Titelthema – Was bleibt vom Lohn, von HartzIV oder von der Rente übrig, wenn die Miete mehr als die Hälfte des Einkommens frisst? Ein karges Loch auf dem Konto oder in der Spardose und das dumpfe Gefühl, dass es irgendwann nicht mehr ausreichen könnte. Eine Bestandsaufnahme im täglichen Mietenwahnsinn:
Mehr als 180 000 Menschen leben zusammen im Wedding/Gesundbrunnen und die meisten davon wohnen zur Miete. Ob nun frisch saniert und neuvermietet oder mit altem Mietvertrag gerade eben eine neue Spüle erbettelt – die Mietspirale im Kiez schraubt sich nach oben und alle sind betroffen.

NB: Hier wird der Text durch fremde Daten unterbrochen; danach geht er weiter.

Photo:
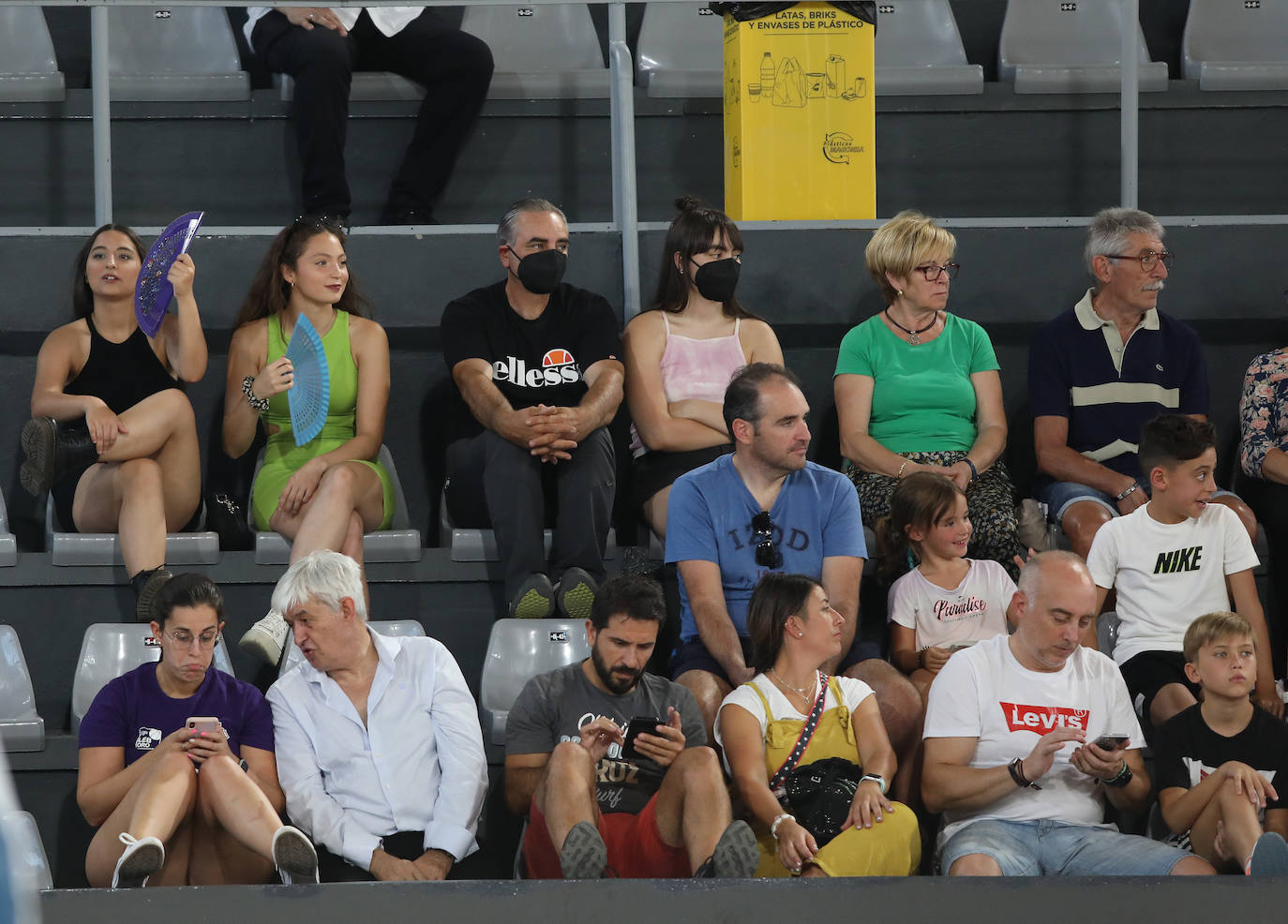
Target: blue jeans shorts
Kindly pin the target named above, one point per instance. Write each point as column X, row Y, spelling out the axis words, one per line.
column 1046, row 847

Die Wut und Spannung in den Berliner Kiezen über diese Zustände sollte nicht zuletzt durch die Demonstration gegen Verdrängung und Mietenwahnsin am 14. April 2018 mit fast 30.000 Menschen auch den letzten Hinterhof und Schreibtisch erreicht haben. Auch hier im Wedding zog zwei Wochen später eine antikapitalistische Demonstration mit 3.000 Nachbar*innen unter dem Motto „Widerständig und solidarisch im Alltag“ durch den Kiez, bei der das Recht auf Wohnen für alle eine der Hauptanliegen war. Die Sozial- und Wohnungsbaupolitikist kaputt. Spekulant*innen erzielen immer höhere Gewinne beim Verkauf von Immobilien und ziehen damit andere Spekulant*innen an. Berlin ist die Nummer eins – und zwar weltweit – beim Anstieg der erzielten Preise für Immobilien (1). Auch Wohnungsbaugesellschaften wie Akelius oder Deutsche Wohnen wittern höhere Einnahmen und ziehen seit Jahren die Mietpreisean, so auch die DeGeWo im Brunnenviertel.
Alltägliche Angst
Wohnen ist ein Grundrecht und die soziale Lebensgrundlage. Viele Nachbar*innen realisieren das erst, wenn ihre Wohnsituation selbst bedroht ist. Angst vor dem Verkauf der Wohnung und einer teuren Sanierung ist allgegenwärtig. Kaum jemand kann sich noch den Umzug leisten und vor allem bei Familiennachwuchs wird noch eher kreativ umgebaut, als die aussichtslose Wohnungssuche beschritten. Das führt auch dazu, dass in Berlin immer mehr Menschen auf immer weniger Raum leben müssen.
Raus aus der Bude
5000 – 7000 Räumungen finden jährlich allein in Berlin statt. Studien sprechen von mehr als 25 Zwangsräumungen pro Tag.(2) Menschen die dadurch wohnungslos werden, sehen sich darüber hinaus auch mit einem versagenden staatlichen Hilfesystem und Diskriminierung auf vielen Ebenen konfrontiert. Am Ende verdienen private Investor*innen an dieser Krise, denn die gesetzlichen Notunterkünfte für Wohnungslose werden oft privat betrieben und kosten pro Übernachtung.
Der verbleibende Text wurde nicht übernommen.